A movement disorder like this might be caused by the body’s immune system, which is meant to fight infections, suddenly attacking the brain. Fortunately, an “autoimmune movement disorder” can often be treated—once its cause is discovered.
Mayo Clinic Laboratories now offers an autoimmune movement disorders evaluation, for serum or spinal fluid, that covers 20 antibodies associated with these conditions. The evaluation is the first in the United States to include the DPPX antibody, which is a biomarker of several movement disorders.
“This is a single, comprehensive evaluation that covers a wide spectrum of autoimmune central nervous system disease states,” says Andrew McKeon, M.B., B.Ch., M.D., Co-Director of Mayo Clinic’s Neuroimmunology Laboratory. “Very often there’s an overlap in these disorders. Rather than splitting our evaluation up into very specific syndromes, we’ve kept it to one evaluation that is pertinent to diverse movement disorders.”
The test can detect antibodies relevant to:
- Hyperkinetic disorders, such as chorea and myoclonus.
- Brain stem encephalopathies, including autoimmune mimics of degenerative parkinsonism.
- Stiff person spectrum disorders.
- Progressive encephalomyelitis with rigidity and myoclonus (more commonly called “PERM”).
Autoimmune movement disorders are rare and may be misdiagnosed. Although most often seen in adults, they can occur at any age. Diagnosis has typically relied on a clinical examination and observation of the disorders’ widely varying symptoms, including stiff and slow movements associated with conditions that mimic Parkinson’s disease; writhing, dance-like movements associated with chorea; and the slurred speech and incoordination resembling intoxication that are seen in ataxia. Timely diagnosis and treatment are essential to preventing irreversible loss of function.
“The prognosis varies from one antibody to another, although patients may present with the same neurological syndrome,” Dr. McKeon says. “For example, patients with autoimmune ataxia have different antibody profiles. A patient with mGluR1 antibody usually will not have cancer and will respond to immune therapy. In contrast, those with PCA1 antibody are usually found to have ovarian or breast cancer, and the neurological symptoms usually do not respond to immune therapy. It’s important to get the evaluation done quickly so treatment can begin for optimal recovery.”

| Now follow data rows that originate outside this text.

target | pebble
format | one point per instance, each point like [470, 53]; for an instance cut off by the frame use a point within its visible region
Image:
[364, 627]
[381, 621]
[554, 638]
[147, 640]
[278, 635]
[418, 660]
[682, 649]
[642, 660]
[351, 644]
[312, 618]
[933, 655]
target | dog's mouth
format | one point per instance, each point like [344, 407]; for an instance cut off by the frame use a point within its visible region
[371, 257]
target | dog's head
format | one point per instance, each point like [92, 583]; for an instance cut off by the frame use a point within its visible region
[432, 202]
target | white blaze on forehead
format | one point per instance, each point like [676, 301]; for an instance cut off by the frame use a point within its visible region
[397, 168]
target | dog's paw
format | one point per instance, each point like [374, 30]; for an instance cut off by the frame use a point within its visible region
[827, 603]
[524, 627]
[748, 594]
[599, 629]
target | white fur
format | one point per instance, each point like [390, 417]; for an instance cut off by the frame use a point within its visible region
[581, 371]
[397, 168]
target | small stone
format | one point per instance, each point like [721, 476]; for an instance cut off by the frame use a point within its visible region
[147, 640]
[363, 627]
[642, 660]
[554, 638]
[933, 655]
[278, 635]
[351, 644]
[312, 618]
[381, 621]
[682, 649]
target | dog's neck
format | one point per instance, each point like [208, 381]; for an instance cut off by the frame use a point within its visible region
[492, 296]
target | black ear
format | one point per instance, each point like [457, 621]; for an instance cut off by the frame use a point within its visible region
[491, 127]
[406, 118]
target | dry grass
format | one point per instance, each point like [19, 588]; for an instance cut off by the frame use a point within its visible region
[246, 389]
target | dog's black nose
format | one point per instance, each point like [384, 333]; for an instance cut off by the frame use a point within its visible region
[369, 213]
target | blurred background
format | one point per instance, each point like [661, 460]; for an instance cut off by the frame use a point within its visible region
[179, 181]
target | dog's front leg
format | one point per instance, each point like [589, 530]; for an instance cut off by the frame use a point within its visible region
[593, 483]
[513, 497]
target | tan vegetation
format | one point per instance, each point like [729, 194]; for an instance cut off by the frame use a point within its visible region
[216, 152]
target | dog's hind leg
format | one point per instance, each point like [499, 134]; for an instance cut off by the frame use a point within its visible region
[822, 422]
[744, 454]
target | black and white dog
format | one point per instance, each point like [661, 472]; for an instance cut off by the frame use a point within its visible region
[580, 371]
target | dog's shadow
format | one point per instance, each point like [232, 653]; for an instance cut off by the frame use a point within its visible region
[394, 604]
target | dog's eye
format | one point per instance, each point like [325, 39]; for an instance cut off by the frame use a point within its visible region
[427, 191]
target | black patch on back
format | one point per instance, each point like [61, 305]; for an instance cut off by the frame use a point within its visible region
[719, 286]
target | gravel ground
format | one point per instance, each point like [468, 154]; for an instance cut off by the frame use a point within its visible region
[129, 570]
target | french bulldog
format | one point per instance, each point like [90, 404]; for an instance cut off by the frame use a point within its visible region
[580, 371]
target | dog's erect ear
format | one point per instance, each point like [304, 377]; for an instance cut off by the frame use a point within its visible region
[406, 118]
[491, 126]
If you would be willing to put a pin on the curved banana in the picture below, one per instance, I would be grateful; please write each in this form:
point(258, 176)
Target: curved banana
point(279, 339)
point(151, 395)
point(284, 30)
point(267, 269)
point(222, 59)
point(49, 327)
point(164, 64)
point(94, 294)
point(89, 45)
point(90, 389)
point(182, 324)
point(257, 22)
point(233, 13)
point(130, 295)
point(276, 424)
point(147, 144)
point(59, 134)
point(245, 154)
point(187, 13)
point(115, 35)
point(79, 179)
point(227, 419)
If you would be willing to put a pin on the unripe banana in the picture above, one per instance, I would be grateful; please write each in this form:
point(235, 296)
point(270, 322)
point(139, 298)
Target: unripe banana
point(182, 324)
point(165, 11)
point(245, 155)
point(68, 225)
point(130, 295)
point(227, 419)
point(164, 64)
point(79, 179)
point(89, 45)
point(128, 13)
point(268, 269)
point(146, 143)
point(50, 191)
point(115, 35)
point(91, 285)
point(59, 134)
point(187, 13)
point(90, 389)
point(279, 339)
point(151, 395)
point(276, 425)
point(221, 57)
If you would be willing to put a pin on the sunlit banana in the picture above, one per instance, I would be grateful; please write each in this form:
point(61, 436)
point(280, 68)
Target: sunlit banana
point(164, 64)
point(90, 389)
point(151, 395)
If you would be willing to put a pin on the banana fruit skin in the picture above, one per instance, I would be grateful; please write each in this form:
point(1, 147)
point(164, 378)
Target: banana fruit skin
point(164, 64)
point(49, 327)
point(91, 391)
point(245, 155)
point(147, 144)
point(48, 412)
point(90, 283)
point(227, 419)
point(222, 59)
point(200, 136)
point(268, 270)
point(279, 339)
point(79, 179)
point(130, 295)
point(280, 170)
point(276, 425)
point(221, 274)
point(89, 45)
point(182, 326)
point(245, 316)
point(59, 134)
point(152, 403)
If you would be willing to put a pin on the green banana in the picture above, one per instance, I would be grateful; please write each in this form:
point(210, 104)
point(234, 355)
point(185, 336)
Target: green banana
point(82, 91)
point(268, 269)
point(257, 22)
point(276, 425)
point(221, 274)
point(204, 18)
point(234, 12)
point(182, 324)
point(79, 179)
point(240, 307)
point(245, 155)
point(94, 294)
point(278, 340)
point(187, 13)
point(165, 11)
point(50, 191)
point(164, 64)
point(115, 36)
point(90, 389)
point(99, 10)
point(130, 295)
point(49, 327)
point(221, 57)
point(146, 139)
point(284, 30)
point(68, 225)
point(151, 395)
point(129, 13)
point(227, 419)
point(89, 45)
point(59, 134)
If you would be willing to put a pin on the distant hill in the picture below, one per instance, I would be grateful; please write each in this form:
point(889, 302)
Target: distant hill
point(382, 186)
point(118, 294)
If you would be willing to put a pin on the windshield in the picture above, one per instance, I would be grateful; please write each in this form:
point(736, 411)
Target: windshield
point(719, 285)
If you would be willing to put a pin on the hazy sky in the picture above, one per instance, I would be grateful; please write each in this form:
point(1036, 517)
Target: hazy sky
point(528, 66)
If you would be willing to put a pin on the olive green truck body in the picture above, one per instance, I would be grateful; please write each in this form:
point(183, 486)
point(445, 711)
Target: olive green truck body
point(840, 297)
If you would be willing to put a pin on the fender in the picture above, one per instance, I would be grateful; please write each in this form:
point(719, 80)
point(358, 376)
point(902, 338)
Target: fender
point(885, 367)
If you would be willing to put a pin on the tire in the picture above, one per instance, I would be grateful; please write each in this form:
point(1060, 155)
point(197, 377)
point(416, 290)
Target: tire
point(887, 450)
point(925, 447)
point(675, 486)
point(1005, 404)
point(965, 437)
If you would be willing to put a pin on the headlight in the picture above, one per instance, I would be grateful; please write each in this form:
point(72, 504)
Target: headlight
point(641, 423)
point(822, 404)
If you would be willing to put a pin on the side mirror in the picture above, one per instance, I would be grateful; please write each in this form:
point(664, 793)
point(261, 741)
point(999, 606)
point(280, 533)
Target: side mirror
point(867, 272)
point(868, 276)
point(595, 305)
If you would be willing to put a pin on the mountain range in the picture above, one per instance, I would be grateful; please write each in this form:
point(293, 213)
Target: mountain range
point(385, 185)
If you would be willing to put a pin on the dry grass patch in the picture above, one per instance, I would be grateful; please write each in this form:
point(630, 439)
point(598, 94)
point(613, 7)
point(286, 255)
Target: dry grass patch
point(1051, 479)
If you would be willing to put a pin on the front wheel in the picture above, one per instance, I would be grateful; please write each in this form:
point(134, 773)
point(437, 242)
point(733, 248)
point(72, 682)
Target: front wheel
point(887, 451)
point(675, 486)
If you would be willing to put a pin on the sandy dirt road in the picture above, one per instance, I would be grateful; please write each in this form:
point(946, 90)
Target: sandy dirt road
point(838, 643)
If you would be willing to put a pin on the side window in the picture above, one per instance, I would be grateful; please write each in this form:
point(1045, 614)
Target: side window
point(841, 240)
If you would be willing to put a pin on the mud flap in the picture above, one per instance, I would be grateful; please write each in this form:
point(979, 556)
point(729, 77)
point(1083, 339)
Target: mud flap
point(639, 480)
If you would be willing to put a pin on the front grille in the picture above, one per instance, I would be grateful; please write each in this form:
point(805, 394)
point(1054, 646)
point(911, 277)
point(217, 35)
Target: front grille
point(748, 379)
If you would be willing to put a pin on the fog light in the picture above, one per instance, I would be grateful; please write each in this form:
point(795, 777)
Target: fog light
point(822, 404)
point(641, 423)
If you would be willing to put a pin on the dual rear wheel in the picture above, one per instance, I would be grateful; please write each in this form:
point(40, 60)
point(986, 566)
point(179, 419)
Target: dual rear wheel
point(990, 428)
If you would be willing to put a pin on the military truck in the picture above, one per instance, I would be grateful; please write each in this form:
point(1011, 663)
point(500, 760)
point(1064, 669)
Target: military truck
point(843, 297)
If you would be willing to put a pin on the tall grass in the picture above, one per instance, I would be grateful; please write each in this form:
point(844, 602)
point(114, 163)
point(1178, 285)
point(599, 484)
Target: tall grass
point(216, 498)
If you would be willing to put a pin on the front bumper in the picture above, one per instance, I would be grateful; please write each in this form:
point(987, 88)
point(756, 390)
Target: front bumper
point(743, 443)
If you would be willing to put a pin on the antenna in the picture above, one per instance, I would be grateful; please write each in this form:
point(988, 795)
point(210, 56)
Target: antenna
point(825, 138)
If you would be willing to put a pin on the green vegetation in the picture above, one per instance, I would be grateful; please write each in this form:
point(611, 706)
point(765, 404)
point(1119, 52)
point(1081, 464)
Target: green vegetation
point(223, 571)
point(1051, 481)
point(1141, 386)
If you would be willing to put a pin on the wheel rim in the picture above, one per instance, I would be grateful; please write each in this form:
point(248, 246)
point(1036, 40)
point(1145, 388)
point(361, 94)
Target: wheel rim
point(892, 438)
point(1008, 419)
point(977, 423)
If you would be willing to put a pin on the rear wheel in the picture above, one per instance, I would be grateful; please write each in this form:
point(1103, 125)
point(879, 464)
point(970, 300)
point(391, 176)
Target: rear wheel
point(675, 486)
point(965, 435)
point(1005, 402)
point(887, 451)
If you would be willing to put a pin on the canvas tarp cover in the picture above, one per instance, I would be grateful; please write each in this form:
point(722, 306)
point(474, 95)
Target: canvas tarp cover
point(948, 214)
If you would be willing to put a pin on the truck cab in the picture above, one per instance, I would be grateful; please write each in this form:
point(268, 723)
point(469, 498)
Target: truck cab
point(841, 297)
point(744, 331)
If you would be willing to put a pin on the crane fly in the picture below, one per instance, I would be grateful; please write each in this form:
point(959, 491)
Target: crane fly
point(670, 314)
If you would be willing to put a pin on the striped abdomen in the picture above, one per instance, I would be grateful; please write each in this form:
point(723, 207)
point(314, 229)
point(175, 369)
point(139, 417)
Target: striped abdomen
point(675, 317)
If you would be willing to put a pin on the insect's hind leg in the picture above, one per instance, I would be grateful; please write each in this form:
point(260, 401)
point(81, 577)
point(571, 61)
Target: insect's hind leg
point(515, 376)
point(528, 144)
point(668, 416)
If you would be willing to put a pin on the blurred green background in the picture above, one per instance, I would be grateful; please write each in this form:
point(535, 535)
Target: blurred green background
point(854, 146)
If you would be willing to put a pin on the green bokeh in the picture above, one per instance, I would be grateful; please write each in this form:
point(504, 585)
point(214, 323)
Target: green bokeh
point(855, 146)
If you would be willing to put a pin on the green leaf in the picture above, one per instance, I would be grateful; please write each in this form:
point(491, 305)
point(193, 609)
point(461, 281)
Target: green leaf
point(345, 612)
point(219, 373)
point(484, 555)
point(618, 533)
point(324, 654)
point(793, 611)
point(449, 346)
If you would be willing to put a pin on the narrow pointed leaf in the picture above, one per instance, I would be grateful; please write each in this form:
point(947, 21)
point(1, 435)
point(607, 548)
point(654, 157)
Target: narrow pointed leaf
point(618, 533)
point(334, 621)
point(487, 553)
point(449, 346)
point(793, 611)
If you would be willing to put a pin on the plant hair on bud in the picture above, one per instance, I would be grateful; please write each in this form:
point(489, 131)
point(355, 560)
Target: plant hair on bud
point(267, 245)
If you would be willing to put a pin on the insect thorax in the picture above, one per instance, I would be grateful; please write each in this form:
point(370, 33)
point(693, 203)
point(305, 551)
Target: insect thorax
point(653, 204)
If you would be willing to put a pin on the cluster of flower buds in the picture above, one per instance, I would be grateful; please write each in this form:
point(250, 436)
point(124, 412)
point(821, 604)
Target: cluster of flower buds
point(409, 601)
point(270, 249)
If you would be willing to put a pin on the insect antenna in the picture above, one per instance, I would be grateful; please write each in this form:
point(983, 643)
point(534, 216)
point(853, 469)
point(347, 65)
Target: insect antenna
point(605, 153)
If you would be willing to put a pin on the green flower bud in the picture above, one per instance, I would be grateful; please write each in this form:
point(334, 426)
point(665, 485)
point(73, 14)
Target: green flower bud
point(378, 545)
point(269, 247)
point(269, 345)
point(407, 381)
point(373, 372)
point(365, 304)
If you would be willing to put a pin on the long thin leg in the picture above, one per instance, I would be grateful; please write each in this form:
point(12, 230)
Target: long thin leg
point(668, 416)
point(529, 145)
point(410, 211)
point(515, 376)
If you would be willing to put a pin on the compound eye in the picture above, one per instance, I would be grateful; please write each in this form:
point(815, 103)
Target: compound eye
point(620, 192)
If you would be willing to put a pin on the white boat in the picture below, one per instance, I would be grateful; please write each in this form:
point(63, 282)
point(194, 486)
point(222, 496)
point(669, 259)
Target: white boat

Comprehensive Testing and Follow-Up Report
Testing for an autoimmune-related movement disorders may be appropriate if a movement problem starts abruptly, worsens in a matter of days or weeks, and occurs in a person with:
- No family history of the movement disorder.
- A personal or family history of an autoimmune problem outside the brain, such as celiac disease in the digestive system.
- A high risk of cancer.
The cancer link involves the immune system’s response to tumor cells. “Sometimes a patient has a cancer, in the lung for example, that isn’t symptomatic. The immune system starts to attack the cancer but gets so revved up that it starts attacking the nervous system as well,” Dr. McKeon says. “Somebody over age 50 who has been smoking for 30 years and suddenly has a movement disorder might be a candidate for autoimmune testing.”
A comprehensive evaluation saves valuable time. “If individual tests are ordered sequentially, it might take six months to get an answer,” Dr. McKeon says.
In addition to providing detailed laboratory reports after testing, Mayo Clinic Laboratories offers the opportunity for physicians to discuss the results with an autoimmune neurologist. “We have neurologists working in the laboratory who can speak with doctors on the phone or by email about what the test result means,” Dr. McKeon says. “We also have the ability to accept a referral for evaluation directly for that patient, based on that conversation.”
Once the cause of an autoimmune movement disorder is identified, it can be targeted with immunosuppressant therapy. Dosages might be high in the first one to three years. “But very often after that, patients are able to taper off treatment,” Dr. McKeon says. “We know from clinical experience what tones down the immune system. When that happens, the attack on the nervous system often stops.”